Correspondence address – this will be publicly available.  If you’re concerned about data privacy, you may want to make this somewhere other than your home address.  Having said that, the majority of small Ltd Co owners will use their home address for this.

Home address – your actual home address is separately requested.  This won’t be publicly available.  Your country of residence will be publicly available.

Nature of control

This is where again it can look more complicated than it really is.

Ownership of shares –> The person holds shares, then choose relevant %.  Note that if the person owns exactly 25%, 50%, or 75% they fit into the lower category (ie 50% exactly is “more than 25% but not more than 50% shares”, it’s not “more than 50% but not more than 75% of shares”).

Ownership of voting rights –> The person holds voting rights.  Unless you’ve got a fancy share structure where only some shares hold voting rights (wouldn’t recommend this for a simple micro company) then this will exactly mirror the shares.

Right to appoint or remove the majority of the board of directors.  As suggested earlier assuming it’s a human shareholder, the 2nd and 3rd options aren’t relevant.  It’s just whether the 1st is true or not.  In practice anyone controlling the company (ie >50% shares) can appoint or remove directors.  For micro companies the directors and shareholders are likely to be the same people (or spouses/similar), so this is more a technicality to put on the form rather than something you need to be concerned about.

Has significant influence or control.  (updated 24 Nov 2016) it seems if any of the above boxes have been ticked, this now needs to be left blank.  If you do tick the top option whilst also confirming that the individual holds shares/voting rights etc, the Cos Hse form seems to give an error message.  Simply leave this one blank.  We think it’s only relevant if none of the above more specific reasons apply.

When did this person become a PSC?

Logic might suggest it would either be the date of incorporation, or if it’s someone who only received shares later than that date, the date they went over 25% share ownership.  However, the form will only accept a date on/after 6 April 2016.

I’d therefore suggest you choose 6 April 2016, unless you only obtained your shares after that date.

Rest of form

After that, the rest of the confirmation statement is no different to the annual return.  Check the registered office address is still valid and shareholders match, but otherwise typically just a case of clicking confirm/next half a dozen times then paying a £13 fee to Companies House.

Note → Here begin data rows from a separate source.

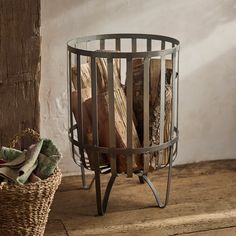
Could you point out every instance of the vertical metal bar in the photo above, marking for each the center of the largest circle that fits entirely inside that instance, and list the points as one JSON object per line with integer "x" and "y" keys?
{"x": 134, "y": 45}
{"x": 129, "y": 115}
{"x": 94, "y": 101}
{"x": 162, "y": 109}
{"x": 118, "y": 44}
{"x": 70, "y": 110}
{"x": 146, "y": 137}
{"x": 163, "y": 45}
{"x": 177, "y": 113}
{"x": 149, "y": 45}
{"x": 111, "y": 114}
{"x": 80, "y": 110}
{"x": 95, "y": 133}
{"x": 102, "y": 44}
{"x": 174, "y": 95}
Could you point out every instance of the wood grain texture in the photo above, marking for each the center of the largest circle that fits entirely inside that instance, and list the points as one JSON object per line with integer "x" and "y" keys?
{"x": 19, "y": 66}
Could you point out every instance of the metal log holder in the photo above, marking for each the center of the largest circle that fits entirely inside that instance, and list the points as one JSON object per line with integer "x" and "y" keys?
{"x": 156, "y": 46}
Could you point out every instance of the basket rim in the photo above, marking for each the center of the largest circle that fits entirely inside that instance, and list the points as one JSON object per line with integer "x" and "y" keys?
{"x": 51, "y": 179}
{"x": 72, "y": 46}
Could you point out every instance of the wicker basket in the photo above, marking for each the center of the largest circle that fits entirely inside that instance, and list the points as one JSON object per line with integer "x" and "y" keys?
{"x": 24, "y": 209}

Unpaid share capital – something that confuses a few people. Just enter £0 here, on the basis you will have paid for your share (if not physically putting the £1 or £100 in, it’ll likely have been dealt with via director loan account.

Shortened deadline

Oh…and whilst you had 28 days to file the annual return, you have just 14 days to file the confirmation statement.  Having said that, there was no financial penalty for late filing of an annual return, and the same seems to be true for the confirmation statement.  As with the annual return though, if left too long Companies House will start threatening striking off action.

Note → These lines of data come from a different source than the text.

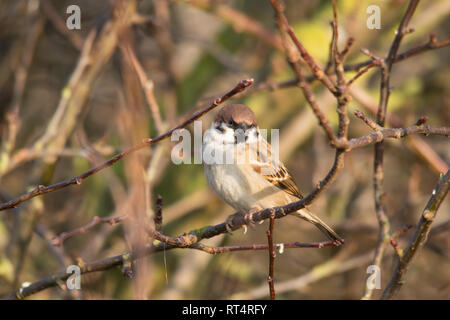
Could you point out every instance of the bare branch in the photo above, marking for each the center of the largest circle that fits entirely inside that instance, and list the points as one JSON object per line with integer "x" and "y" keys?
{"x": 420, "y": 236}
{"x": 145, "y": 143}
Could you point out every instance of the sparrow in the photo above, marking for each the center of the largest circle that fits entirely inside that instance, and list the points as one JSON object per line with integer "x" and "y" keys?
{"x": 240, "y": 168}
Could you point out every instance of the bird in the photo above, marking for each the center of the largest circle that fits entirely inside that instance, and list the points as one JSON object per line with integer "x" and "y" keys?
{"x": 240, "y": 168}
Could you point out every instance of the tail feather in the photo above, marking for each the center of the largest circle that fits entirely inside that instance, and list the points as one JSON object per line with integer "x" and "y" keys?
{"x": 308, "y": 216}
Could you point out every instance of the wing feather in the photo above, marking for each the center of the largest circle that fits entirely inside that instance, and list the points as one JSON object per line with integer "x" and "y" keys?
{"x": 275, "y": 173}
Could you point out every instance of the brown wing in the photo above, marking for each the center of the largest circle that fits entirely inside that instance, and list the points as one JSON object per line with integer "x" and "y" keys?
{"x": 275, "y": 173}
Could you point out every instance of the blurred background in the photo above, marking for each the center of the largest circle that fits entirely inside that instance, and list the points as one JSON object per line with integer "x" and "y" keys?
{"x": 70, "y": 99}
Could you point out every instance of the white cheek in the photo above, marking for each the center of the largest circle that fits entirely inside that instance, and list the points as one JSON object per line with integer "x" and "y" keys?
{"x": 214, "y": 135}
{"x": 253, "y": 135}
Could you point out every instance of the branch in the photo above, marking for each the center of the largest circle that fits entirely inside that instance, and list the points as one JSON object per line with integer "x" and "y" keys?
{"x": 145, "y": 143}
{"x": 58, "y": 240}
{"x": 272, "y": 256}
{"x": 378, "y": 176}
{"x": 420, "y": 236}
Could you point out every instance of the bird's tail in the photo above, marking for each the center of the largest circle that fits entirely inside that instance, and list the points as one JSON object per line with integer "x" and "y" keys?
{"x": 308, "y": 216}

Changes to tax on MVLs overstated

Following the Autumn statement there’s a consultation document about taxation of distributions from members voluntary liquidations (MVLs), amongst other things. Google something like “HMRC liquidation consultation document 7029” to see the full PDF…though be warned in typical HMRC style despite covering a fairly small topic it’s a hefty 19 page PDF.

From some of the marketing I’ve seen from liquidators and accountants alike, I believe the impact of these changes is being massively overstated.  This may simply be a questionable marketing tactic from the liquidators specifically, “buy now or miss out forever”, with the truth being considered unimportant…but I appreciate many of you will be aware I’m partly behind MVL Online so may consider myself being biased.  I like to think not, though it does mean I’ve taken more of an interest in these tax changes than many accountants might.

So, what is actually changing?

Basically the already existing anti avoidance legislation transactions in securities is being beefed up a bit.  It attempts to prevent people continuing to trade whilst still getting cash out under the normally friendly capital gains tax (CGT) rules.

Old/existing rules

There already is anti avoidance legislation in place to prevent the above scenario, but it’s fair to say a lot is left open to interpretation, with little in the way of clear cut black and white rules to check whether you’d be caught. This legislation is able to look through any liquidation if they successfully argue the underlying trade continued.  Ie someone transferred the trade and assets (except hefty cash balance) from Oldco to Newco, then liquidated Oldco to get the cash out tax efficiently.  If so, they’ll tax the distributions as dividends rather than via CGT.

One of the main problems from a clarity perspective is that it was left very unclear as to where the line would be drawn between a trade continuing just with someone taking a brief holiday, vs the old trade properly ceasing and a new trade starting.  People threw around various timescales for this, from a couple of weeks, to multiple years…but reality is we were all guessing how HMRC might interpret it, and perhaps more importantly how a judge might if it went to tribunal.

New rules

The new rules (still under consultation at time of writing) have set a clear cut two year timescale on this.  Ie if you liquidate today and set up a new company doing a similar thing in 18 months time, be warned you could see those liquidation distributions taxed on you as dividends rather than capital gains.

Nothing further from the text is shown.